When looking into the product side of things, we noted that the highest selling product types are soft drinks, beef, cheese and milk products. Soft drinks were the highest selling category, which added a bit more evidence to our theory that spending for holiday parties may be a good target for an advertising campaign, as soft drinks are generally the non-alcoholic beverage served at these events.

We also found that sales for various types of alcohol are seasonal and that certain ones peaked during our targeted timeframe around the holidays and end of year. One example we wanted to draw attention to specifically was the elevated sales of margaritas during the holiday season and the Super Bowl. We believe this is likely due to holiday parties around Christmas and New Year’s Eve, and can be taken advantage of in a couple of ways, outlined below.

A campaign involving coupons to margarita mix targeting households with age ranges that would typically be hosting holiday parties (likely mid 30s into 50s, also must be over 21 years of age for obvious reasons), this could also include coupons to complementary products such as salty snacks, soft drinks and various dip ingredients which are frequently served at parties.

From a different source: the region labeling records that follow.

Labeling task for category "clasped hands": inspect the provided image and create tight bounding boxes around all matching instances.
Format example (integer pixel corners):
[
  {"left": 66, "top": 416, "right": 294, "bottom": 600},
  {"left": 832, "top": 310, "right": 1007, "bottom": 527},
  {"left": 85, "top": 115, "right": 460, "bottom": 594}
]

Positioning the above mentioned products in displays that generally demonstrate higher sales performance, such as front end cap displays, can result in additional sales as customers see the items and think “That would be great for our party this weekend, let’s pick it up” when they might have had alternate plans before. In this way we can promote impulse buying and compound the effectiveness of our campaign by attracting customers who wouldn’t have ended up in the target demographics.

In Conclusion

We have outlined a new marketing campaign which may both help maximize sales to customers in a target demographic and boost sales of products by taking advantage of peak purchasing times. Combined with a targeted loyalty program based on the demographics of our top spenders, this may improve market share and boost revenue during one of our most important times of the year. Additionally, the principles can be applied all year to provide a continuous benefit and the promotional campaign could be used to help boost flagging sales for some products during the summer (specifically margaritas, which we believe may be purchased at restaurants during that time more than in-store).

We hope you will consider investing in this new campaign and we thank you for your time and interest!